SPARQL is similar enough to SQL to be familiar but different enough to require some tutorials ;) Here we are looking at our school data (as noted by the school prefix) and retrieving all students’ first names that are in Third Grade. The WHERE clause has three triple statements to bring the result set back. Each triple is denoted by a period.
There are a few books on linked data but these are two of the better of the bunch. The Manning publication is a great overview of Linked Data while the Semantic Web book focuses on building web ontologies (the vocabulary like we discussed earlier).
The are many other types of NoSQL databases, but not enough time to cover here. They can still be useful in augmenting traditional data warehouses.
Data Virtualization is a great way to bridge the gap between NoSQL and SQL based tools. This allows for traditional business intelligence tools to access data stores that they wouldn’t normally be able to. The cool thing about virtualization tools is that business logic lives in this integration layer – allowing for faster changes to the process that builds the data endpoint.
With all the various sources, the virtualization tool will have one or many translation layers. These translation layers interpret the data between the source system and SQL. Between the initial translation layer and the final virtual data marts are any number of rules layers. These rules layers act in a similar manner to ETL (data integration) but they are inside the virtualization tool. From there, data marts can be created virtually as well. At any of those layers changes can be made quickly and will immediately impact the layers above the one where changes are made.
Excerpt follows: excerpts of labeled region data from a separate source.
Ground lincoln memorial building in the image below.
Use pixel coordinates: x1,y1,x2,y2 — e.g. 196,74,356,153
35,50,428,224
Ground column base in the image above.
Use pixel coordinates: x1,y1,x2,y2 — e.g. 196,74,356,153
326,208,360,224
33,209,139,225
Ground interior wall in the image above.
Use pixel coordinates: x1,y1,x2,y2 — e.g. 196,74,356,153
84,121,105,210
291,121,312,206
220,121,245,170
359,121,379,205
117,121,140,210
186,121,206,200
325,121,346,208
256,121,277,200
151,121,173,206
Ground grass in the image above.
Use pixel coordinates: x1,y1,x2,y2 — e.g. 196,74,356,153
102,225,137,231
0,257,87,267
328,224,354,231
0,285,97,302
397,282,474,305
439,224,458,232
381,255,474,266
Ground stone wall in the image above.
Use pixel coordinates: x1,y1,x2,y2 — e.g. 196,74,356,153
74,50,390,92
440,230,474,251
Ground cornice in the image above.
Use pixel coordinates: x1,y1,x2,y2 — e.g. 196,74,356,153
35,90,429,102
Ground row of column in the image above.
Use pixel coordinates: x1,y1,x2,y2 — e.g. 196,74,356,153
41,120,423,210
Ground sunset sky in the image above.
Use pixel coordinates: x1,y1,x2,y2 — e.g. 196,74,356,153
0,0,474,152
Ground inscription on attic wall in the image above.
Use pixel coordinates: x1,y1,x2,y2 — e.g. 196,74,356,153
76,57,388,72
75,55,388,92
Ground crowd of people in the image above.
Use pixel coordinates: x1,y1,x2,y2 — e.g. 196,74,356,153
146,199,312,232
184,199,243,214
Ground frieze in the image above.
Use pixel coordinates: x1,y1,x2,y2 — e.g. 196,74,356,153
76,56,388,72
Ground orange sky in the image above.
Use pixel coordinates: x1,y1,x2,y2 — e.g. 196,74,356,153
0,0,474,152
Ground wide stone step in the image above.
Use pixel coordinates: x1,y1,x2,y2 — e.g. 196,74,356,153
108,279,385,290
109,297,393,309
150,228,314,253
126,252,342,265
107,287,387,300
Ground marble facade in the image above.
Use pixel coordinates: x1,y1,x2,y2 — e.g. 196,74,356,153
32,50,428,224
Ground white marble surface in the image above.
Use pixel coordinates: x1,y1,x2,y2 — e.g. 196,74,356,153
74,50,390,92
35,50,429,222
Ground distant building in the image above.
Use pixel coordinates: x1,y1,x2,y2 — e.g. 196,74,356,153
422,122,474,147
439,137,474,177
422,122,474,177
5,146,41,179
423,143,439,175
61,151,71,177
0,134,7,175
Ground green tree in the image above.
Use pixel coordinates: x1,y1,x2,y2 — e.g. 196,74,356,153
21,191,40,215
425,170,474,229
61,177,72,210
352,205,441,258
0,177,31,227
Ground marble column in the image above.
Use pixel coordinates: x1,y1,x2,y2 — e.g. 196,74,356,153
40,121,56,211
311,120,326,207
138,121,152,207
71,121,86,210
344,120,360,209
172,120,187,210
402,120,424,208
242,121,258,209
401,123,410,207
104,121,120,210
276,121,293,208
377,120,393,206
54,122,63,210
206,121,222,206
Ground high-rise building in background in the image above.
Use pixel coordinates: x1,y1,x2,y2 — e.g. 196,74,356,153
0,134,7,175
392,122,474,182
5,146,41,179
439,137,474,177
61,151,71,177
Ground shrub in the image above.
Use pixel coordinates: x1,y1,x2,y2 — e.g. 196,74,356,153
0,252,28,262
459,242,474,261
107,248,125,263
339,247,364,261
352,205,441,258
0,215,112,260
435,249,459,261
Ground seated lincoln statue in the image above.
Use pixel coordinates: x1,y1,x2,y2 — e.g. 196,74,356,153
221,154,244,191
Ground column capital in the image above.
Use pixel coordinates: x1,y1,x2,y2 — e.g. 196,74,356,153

With data virtualization, traditional tools can continue to access data marts, both virtual and real. In addition, tools that can access the source systems can go either into the virtualized layers or access the systems directly, depending on the use case/need.
The final method we’ll be discussing is some of Inmon’s latest work – Textual Disambiguation. At it’s basic core, the methodology takes unstructured data and interprets it into it’s language components and defines it’s textual context. From there, the data can be stored in an even higher normalized form that we discussed with anchor modeling and augment the traditional warehouse with a veritable cornucopia of new information that can be utilized using SQL.